LAND O'LAKES — Two years' worth of high school graduations have Pasco schools superintendent Kurt Browning convinced that the race for the top spot in class is "insane."
It's just a label, he said. But some teens and their parents do "whatever it takes" to become valedictorian. The superintendent wants a culture shift.
"Everything is geared toward getting that title," said Browning, who has proposed replacing the ceremonial recognition while retaining class rankings. "Colleges and universities don't even care who is valedictorian or salutatorian."
His pronouncement is true, to an extent. As in most situations, the answer depends on whom you ask.
At Pasco-Hernando State College, for instance, it pays to be the valedictorian or salutatorian at a local high school. The college gives those students a $2,000-a-year scholarship, which covers almost all the expense of a full course load.
"A lot of valedictorians and salutatorians have many offers and opportunities," spokeswoman Lucy Miller said. "We're always thrilled when they choose to come to PHSC."
The University of Nevada-Las Vegas, like PHSC, admits students based on whether they meet set criteria. So from an admissions point of view, being valedictorian does not matter, admissions director Carrie Trentham said.
But the label does carry weight at UNLV. The school recently put in place a Valedictorian Scholarship, which covers almost the full cost of attending and gives students immediate access to the university's honors college.
As the name suggests, it's for valedictorians only. Being ranked No. 1 in class, as Pasco's top students would continue to be, counts.
"We felt like that was a group of students we wanted to go after," Trentham said, calling the scholarship a recruitment tool.
The issue grows more complicated at more selective schools.
The University of Florida, where 84 percent of admitted freshmen have a grade-point average of 4.0 or higher, considers the title a signal of success.
"We do look at that," spokesman Steve Orlando said. "But will not having it hurt? No. Not at all."
Citrus County students attend UF, after all, and that school district hasn't named vals and sals for nearly 15 years, Orlando pointed out. Citrus high schools use a cum laude award system similar to the one Browning is contemplating.
Pasco assistant superintendent Amelia Larson told the School Board that most top institutions of higher education, including Harvard University, are more interested in finding well-rounded students with stellar academics and leadership traits than in just picking No. 1 in a class.
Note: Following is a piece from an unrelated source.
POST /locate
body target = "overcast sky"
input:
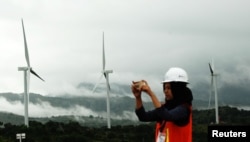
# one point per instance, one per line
(143, 38)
That's generally accurate.
"Students should be reassured that they will not be rejected for admission solely on the basis of a few places in class rank," Harvard spokesman Jeff Neal said via email. "The overall pattern, upward trends, and especially the quality of the courses are far more important."
He noted that some high schools group students by decile or quintile, and then provide their actual GPA, to reduce anxiety while still giving colleges a relative ranking of where the teens stand.
Academic status is just one of many criteria students must submit for review.
"For example, extracurricular activities, community service and athletics are only a few of the variables taken into consideration by our Admissions Committee," Neal said. "In addition, the personal qualities and character of our students are of the utmost importance."
Duke University dean of admissions Christoph Guttentag shared that philosophy.
The university pays close attention to students' academic performance, including the rigor of courses selected.
"At the same time," Guttentag said, "it's also true that the small differences in rank or GPA don't have very much meaning to us."
The difference between being valedictorian and No. 10 in a class could be a single honors course, or an A versus an A-minus.
"Just because a difference is measurable doesn't mean it is significant," Guttentag said.
Students frequently make poor course selections because of class rank considerations, Guttentag observed.
"The best students aren't always the students with the best grades," he said.
At Duke, over half of the applicants don't even have a precise class rank, he said. "We're very comfortable with that."
Rice University vice president of enrollment Chris Munoz had a different point of view.
Rice, in Houston, saw its applicant pool grow by 15 percent this year, he said, leading to an admit rate of just 15 percent. Knowing a student's class ranking helps the selection committee choose among highly qualified candidates when the group is seeking reasons to deny.
"I've been in decision rounds where that's been noted … as a point of distinction for the candidate," Munoz said.
Like Duke and Harvard, Rice uses a "holistic" approach, considering many more aspects than an applicant's transcript. Students with perfect academic records and test scores might still not win a spot at these prestigious schools, Munoz said.
Still, he deemed it "inaccurate" to say that highly selective universities and colleges do not take into account student honors during the application process.
"To be salutatorian (or) valedictorian is an honor," he said. "It can matter. No. 1 is No. 1."
Browning said he wants to hear from all sides in this debate, which he called "purely a workshop topic." He stressed that he only wants to get rid of the valedictorian honor and commencement privileges, such as giving a speech and getting special recognition, and not the No. 1 class ranking.
If parents, students and others aren't in favor, he said, he will drop it. So far, he's received a handful of emails from parents, mostly against his proposal.
For now, the concept is scheduled to go to the School Board on July 1 as part of the new student progression plan.